To commemorate the annual International Holocaust Remembrance Day, Brooklyn College physics professor Micha Tomkiewicz shared his own experience as a Holocaust survivor during his lecture, “When the Past Writes the Present: From Holocaust to Climate Change.”
Born three months before Germany’s invasion of Poland in 1939, Tomkiewicz has little recollection of his early childhood within the genocide. After living as a “hidden child” with a Christian family for four years, Tomkiewicz and his family were lured out of hiding into a hotel where they were told they could buy foreign papers and flee to the Americas. This turned out to be a trap, and the Tomkiewiczes were instead sent to the Bergen-Belsen concentration camp.
Tomkiewicz admits he doesn’t know how he survived the Holocaust.
“I have no real answer to this query except that I was one of the lucky ones,” he said during his presentation.
Two years and one near-fatal case of typhus later, Tomkiewicz’s liberation came unexpectedly on a train ride wandering west of Bergen-Belsen camp, when he was freed by the US Army’s 743rd Tank Battalion.
According to the US Holocaust Memorial Museum, 1.5 million Jewish children died under the Nazi regime. Approximately 6 million Jews and 11 million others were killed. To ensure these mass killings of the Holocaust becomes a history that “prevents future genocides,” the United Nations adopted a remembrance day in 2005.
“The Holocaust history is clean and clear: you know who to hate, you know who to love, you know who to feel sorry about,” stated Tomkiewicz.
Nonetheless, personal accounts of survivors and documentation provided by credible sources like the UN are not enough for anti-Semitic and Holocaust denialists. Some continue to believe World War II is a hoax. Tomkiewicz is very aware of these conspiracy theorists.
“For guys like that, I am a target,” said Tomkiewicz.
To Tomkiewicz, the Nazi-led genocide of his childhood and present climate change crisis have one significant similarity: deniers. On his blog Climate Change Fork, Tomkiewicz argues the Holocaust continued as a consequence of inaction against the Nazi regime and Hitler’s agenda shared in Mein Kampf. The autobiographical manifesto demonstrated Hitler’s anti-Semitic views and intent in mobilizing against “all who are not of a good race,” but many ignored the evidence, which allowed his “final solution” to come to fruition. Similarly, Tomkiewicz believes that denial of environmental destructions, such as loss of biodiversity and high CO₂ emissions, could lead us humans to our ‘global suicide.’
“I am not suggesting that the Holocaust is just like climate change,” Tomkiewicz wrote in a blog post. “My use of the term self-inflicted genocide refers to the relatively distant future, while the Holocaust refers to a confirmed past event.” The critical difference between these events, he says, is that the Holocaust was a “man-on-man genocide,” whereas today’s climate change crisis can become a “self-inflicted genocide.”

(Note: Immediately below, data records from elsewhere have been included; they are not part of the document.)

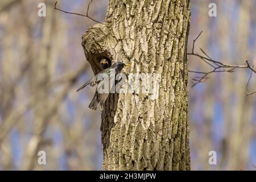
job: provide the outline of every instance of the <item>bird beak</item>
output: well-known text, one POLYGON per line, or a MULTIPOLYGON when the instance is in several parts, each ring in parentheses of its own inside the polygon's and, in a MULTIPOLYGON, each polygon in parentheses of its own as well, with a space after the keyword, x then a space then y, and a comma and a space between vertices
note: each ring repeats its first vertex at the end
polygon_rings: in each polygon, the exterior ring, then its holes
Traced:
POLYGON ((109 64, 109 63, 108 63, 108 61, 105 59, 103 59, 101 62, 101 64, 109 64))

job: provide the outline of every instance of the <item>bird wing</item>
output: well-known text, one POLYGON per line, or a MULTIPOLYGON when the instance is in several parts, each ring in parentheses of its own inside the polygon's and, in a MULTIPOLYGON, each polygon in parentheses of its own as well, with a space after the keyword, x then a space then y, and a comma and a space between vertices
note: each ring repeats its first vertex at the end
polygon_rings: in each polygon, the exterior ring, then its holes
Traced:
POLYGON ((80 88, 76 90, 76 92, 79 92, 80 90, 82 90, 84 89, 85 86, 86 86, 88 85, 90 85, 92 86, 94 86, 96 84, 98 83, 101 80, 98 80, 97 78, 97 75, 94 76, 93 77, 89 80, 86 82, 85 82, 84 85, 82 85, 82 86, 81 86, 80 88))
POLYGON ((88 85, 90 85, 92 86, 94 86, 95 85, 96 85, 96 84, 98 84, 98 82, 100 82, 100 81, 101 81, 103 79, 103 78, 102 78, 102 77, 101 77, 100 79, 98 78, 98 75, 100 74, 101 74, 101 73, 109 74, 110 71, 110 69, 109 68, 106 69, 105 70, 104 70, 104 71, 100 72, 98 74, 97 74, 96 76, 94 76, 93 77, 92 77, 92 78, 89 80, 84 85, 82 85, 82 86, 81 86, 80 88, 79 88, 77 89, 77 90, 76 90, 76 92, 79 92, 79 90, 82 90, 82 89, 84 89, 85 86, 86 86, 88 85))

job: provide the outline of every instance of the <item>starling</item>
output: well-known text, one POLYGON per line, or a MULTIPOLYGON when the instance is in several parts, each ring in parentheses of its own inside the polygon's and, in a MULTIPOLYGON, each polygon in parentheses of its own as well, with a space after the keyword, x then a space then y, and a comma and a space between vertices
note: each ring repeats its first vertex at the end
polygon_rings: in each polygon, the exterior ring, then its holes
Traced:
MULTIPOLYGON (((130 65, 128 64, 125 64, 122 62, 116 62, 114 63, 110 67, 103 70, 99 73, 94 76, 93 77, 90 78, 88 81, 87 81, 82 86, 81 86, 77 90, 76 90, 76 92, 79 92, 79 90, 84 89, 88 85, 90 85, 90 86, 93 86, 96 84, 100 84, 101 81, 102 81, 102 77, 100 77, 99 75, 100 75, 101 73, 106 73, 109 76, 113 76, 110 75, 111 69, 114 69, 115 74, 117 75, 121 72, 121 71, 123 68, 125 66, 130 66, 130 65)), ((115 77, 115 75, 113 76, 115 77)), ((98 90, 96 90, 96 91, 95 92, 94 96, 93 97, 93 98, 89 105, 89 107, 93 110, 96 110, 98 103, 100 103, 100 104, 102 106, 103 104, 104 104, 109 95, 109 93, 100 93, 98 90)))
POLYGON ((108 68, 110 67, 109 62, 105 58, 103 58, 100 61, 101 67, 103 69, 108 68))

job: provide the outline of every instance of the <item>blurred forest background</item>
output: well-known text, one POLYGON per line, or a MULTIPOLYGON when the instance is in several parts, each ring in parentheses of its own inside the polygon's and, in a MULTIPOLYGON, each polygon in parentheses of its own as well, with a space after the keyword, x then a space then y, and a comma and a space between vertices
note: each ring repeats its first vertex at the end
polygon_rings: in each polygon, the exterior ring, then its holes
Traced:
MULTIPOLYGON (((90 0, 59 1, 58 7, 86 14, 90 0)), ((55 1, 0 1, 0 169, 100 170, 101 112, 88 105, 95 88, 79 93, 93 75, 81 45, 96 23, 53 9, 55 1), (38 16, 44 2, 46 17, 38 16), (45 151, 47 164, 38 164, 45 151)), ((89 15, 103 22, 108 1, 94 0, 89 15)), ((256 60, 256 0, 191 1, 188 51, 203 30, 201 47, 213 59, 244 65, 256 60), (217 17, 209 17, 209 3, 217 17)), ((210 67, 189 56, 190 70, 210 67)), ((256 97, 246 96, 250 71, 214 73, 191 88, 189 123, 193 170, 255 170, 256 97), (208 153, 217 152, 217 165, 208 153)), ((256 89, 253 77, 248 88, 256 89)))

Tomkiewicz has dealt with a range of responses to his comparison. For Mark Hoofnagle, blog writer of “Is the holocaust denial/climate change denial comparison apt?,” the observed similarity between the two events is unnecessary in the discussion of denialism.

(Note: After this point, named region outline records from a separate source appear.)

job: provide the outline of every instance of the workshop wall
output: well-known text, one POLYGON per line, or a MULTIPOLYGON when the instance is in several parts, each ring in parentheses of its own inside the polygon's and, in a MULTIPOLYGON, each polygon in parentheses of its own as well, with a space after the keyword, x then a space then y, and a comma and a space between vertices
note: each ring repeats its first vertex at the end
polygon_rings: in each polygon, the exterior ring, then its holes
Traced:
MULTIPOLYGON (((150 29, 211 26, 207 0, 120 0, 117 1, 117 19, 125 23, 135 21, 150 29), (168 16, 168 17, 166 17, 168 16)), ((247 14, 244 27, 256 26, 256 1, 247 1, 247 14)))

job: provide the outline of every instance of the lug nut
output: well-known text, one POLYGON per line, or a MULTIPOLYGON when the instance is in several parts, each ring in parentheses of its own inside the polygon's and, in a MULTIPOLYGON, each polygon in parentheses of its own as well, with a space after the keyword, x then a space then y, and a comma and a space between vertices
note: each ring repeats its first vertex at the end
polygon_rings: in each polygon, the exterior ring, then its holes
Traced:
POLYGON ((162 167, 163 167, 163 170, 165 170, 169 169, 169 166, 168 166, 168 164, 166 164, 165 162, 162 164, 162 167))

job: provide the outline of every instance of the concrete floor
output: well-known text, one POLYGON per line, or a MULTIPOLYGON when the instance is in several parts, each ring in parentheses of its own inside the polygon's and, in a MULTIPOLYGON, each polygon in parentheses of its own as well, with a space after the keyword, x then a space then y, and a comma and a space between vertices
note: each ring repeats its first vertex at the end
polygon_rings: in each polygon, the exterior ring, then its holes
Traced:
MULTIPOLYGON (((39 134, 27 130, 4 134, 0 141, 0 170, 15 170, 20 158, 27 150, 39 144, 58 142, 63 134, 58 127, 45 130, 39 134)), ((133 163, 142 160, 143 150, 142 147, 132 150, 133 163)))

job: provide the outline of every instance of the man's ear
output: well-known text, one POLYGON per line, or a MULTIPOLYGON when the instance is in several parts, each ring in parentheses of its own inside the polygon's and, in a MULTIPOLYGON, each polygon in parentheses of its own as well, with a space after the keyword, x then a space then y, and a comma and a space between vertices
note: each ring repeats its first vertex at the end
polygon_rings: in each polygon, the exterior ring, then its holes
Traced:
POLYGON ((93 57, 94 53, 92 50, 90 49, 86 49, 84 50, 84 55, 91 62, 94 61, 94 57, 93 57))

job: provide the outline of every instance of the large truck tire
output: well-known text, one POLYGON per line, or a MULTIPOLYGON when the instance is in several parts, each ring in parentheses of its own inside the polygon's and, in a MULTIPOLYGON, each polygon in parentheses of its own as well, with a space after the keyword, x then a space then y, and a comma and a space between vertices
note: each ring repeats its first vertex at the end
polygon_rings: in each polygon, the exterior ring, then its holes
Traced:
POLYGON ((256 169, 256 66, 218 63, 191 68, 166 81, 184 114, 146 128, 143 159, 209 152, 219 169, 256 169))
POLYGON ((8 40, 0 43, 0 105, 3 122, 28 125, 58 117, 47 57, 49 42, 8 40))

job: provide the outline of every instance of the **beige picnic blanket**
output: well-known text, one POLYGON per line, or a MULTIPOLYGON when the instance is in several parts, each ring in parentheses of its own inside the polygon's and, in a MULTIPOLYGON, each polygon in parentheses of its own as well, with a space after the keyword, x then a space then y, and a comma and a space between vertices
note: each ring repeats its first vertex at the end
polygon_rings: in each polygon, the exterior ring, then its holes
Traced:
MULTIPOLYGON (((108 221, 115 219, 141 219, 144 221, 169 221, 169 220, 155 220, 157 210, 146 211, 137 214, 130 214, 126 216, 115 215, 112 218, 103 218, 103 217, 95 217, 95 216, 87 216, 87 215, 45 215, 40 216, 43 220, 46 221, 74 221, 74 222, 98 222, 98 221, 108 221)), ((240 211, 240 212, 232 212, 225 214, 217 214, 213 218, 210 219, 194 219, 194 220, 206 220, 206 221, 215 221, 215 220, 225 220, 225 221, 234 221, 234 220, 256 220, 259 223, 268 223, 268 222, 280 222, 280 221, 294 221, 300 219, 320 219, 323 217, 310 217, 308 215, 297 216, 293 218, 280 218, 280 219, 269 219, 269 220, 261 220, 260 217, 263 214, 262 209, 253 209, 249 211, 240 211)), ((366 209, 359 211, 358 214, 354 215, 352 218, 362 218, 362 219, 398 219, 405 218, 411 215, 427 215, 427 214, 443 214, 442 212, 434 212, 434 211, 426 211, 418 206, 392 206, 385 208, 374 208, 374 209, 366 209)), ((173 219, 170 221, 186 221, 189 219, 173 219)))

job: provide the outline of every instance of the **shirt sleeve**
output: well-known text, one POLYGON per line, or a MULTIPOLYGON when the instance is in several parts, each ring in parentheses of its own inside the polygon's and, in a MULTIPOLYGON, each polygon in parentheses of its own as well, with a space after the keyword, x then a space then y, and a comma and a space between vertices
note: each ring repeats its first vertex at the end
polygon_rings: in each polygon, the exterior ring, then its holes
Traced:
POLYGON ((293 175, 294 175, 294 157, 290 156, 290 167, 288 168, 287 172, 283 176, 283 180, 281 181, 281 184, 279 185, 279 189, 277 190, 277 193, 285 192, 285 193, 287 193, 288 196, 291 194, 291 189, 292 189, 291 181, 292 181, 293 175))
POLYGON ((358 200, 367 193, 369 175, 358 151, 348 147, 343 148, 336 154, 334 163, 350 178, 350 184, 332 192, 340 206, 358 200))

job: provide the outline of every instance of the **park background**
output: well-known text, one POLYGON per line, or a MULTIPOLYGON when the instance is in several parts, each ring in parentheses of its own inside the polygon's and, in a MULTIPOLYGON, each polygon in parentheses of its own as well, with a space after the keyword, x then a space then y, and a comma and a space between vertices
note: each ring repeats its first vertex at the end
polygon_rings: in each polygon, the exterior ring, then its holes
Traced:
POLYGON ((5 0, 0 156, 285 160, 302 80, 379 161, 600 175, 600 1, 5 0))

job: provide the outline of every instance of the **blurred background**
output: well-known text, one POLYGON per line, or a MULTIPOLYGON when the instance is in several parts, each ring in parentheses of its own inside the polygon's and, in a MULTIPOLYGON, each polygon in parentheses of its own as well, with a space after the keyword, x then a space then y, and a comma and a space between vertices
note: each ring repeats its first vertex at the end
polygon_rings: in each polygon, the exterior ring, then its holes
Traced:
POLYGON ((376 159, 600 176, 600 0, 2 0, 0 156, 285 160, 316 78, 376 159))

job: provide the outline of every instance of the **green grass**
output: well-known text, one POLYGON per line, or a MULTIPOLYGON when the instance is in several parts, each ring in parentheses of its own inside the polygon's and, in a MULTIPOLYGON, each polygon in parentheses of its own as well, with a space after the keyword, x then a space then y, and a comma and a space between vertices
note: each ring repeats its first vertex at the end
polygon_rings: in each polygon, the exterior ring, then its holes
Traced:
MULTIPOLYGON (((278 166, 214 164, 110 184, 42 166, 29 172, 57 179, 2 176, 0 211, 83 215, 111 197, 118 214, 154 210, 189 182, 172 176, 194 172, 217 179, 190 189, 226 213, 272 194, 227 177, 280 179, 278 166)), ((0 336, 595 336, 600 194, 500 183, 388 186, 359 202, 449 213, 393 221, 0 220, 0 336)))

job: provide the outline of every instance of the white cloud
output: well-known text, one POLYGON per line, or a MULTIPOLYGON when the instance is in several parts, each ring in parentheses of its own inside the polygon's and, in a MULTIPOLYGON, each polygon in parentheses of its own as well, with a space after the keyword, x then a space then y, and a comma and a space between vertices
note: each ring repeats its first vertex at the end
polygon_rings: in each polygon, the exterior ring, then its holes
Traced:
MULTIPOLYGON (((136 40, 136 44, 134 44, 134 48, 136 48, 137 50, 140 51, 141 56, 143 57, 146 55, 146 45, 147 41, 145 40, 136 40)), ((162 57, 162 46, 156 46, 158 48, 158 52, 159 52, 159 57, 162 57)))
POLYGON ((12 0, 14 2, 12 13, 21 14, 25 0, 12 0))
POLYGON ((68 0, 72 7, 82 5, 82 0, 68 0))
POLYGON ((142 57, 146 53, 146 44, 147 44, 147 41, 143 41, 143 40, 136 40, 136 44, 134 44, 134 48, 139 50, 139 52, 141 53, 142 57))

“I do not think that a moral comparison need be made between Holocaust deniers and climate change denialists,” stated Hoofnagle. “The only comparison needed is between their tactics, which are dishonest and intellectually bankrupt.”

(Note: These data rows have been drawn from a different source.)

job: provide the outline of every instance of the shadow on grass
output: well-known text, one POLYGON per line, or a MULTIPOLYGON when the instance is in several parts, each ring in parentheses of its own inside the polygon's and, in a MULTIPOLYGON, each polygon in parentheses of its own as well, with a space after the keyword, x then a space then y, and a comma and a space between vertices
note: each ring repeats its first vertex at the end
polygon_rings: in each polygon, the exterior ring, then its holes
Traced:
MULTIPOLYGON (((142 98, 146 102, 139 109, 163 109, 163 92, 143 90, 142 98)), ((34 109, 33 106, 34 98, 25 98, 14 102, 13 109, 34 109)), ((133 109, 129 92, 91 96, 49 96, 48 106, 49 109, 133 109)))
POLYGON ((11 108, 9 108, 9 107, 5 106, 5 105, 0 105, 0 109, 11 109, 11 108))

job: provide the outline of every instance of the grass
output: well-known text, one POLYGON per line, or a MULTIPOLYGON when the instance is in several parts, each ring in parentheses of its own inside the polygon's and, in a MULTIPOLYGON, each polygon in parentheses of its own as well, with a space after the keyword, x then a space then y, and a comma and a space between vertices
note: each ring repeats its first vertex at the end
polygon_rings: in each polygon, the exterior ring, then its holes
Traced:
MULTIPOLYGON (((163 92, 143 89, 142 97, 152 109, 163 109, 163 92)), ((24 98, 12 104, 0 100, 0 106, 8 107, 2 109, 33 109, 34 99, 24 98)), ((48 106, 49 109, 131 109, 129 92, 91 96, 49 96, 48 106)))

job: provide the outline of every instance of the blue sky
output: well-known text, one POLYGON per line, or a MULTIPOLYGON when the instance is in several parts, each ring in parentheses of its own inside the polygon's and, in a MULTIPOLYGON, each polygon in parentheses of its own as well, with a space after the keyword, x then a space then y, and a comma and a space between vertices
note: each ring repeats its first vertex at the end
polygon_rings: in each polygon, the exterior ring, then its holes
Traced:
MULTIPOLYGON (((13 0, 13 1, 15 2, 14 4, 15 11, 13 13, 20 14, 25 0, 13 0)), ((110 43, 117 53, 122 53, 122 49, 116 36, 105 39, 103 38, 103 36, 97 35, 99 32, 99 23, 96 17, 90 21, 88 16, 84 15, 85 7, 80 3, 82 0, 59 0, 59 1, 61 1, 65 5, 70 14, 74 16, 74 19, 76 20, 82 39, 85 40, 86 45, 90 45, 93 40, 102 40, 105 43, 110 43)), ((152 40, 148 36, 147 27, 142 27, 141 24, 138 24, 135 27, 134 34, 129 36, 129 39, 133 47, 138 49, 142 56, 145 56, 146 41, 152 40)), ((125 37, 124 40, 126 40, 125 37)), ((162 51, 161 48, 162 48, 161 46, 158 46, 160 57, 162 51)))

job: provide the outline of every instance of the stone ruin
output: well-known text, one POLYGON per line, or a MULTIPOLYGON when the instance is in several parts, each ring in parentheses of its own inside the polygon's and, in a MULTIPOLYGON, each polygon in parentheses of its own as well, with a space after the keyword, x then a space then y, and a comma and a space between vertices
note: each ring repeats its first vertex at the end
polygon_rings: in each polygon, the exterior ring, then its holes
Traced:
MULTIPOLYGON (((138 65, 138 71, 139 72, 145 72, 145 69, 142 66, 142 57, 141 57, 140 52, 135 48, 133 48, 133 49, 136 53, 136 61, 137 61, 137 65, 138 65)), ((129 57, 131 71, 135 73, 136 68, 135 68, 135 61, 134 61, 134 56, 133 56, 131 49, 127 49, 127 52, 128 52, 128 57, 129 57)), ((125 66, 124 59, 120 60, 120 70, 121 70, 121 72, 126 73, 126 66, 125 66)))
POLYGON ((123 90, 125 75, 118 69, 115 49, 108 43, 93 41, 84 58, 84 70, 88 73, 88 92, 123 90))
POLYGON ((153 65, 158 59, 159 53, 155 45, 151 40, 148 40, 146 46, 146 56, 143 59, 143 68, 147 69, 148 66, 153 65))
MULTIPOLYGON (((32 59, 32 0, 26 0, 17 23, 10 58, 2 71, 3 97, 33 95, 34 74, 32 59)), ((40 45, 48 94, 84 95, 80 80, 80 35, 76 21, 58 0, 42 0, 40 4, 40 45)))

On the other hand, others share similar thoughts with Tomkiewicz. In 2019, novelist and NYU creative writing professor Jonathan Safron Foer wrote We Are the Weather: Saving the Planet Begins at Breakfast. According to The Guardian, the author encourages the reader to demonstrate a “different kind of heroism” to combat climate change. Foer concludes by referencing the “unobvious need for sacrifice” his grandmother had when fleeing Poland before the Holocaust annihilation began.
“Climate catastrophe is ungraspable, just like the Holocaust,” wrote Foer.
Since visiting the Bergen-Belsen camp in 2002, and reconnecting with his buried past as a Holocaust survivor, Professor Tomkiewicz engages in remembrance reunions alongside the genocide’s “last living generation.” In a time where opinions on climate change are polarizing, Tomkiewicz has intertwined his background in the Holocaust with physical chemistry to educate students on the severity of our current environmental conditions. Nevertheless, his warning of the ‘self-inflicted genocide’ is one perspective that may differ from another educator’s beliefs.
“This is why we keep you guys [students] skeptical when it comes to class. Bottom line is that you have to do your own research. Your own research will determine who you believe or don’t believe,” advised Tomkiewicz. “It’s all in your hands. You cannot let a professor or anyone dictate your outlook for life.”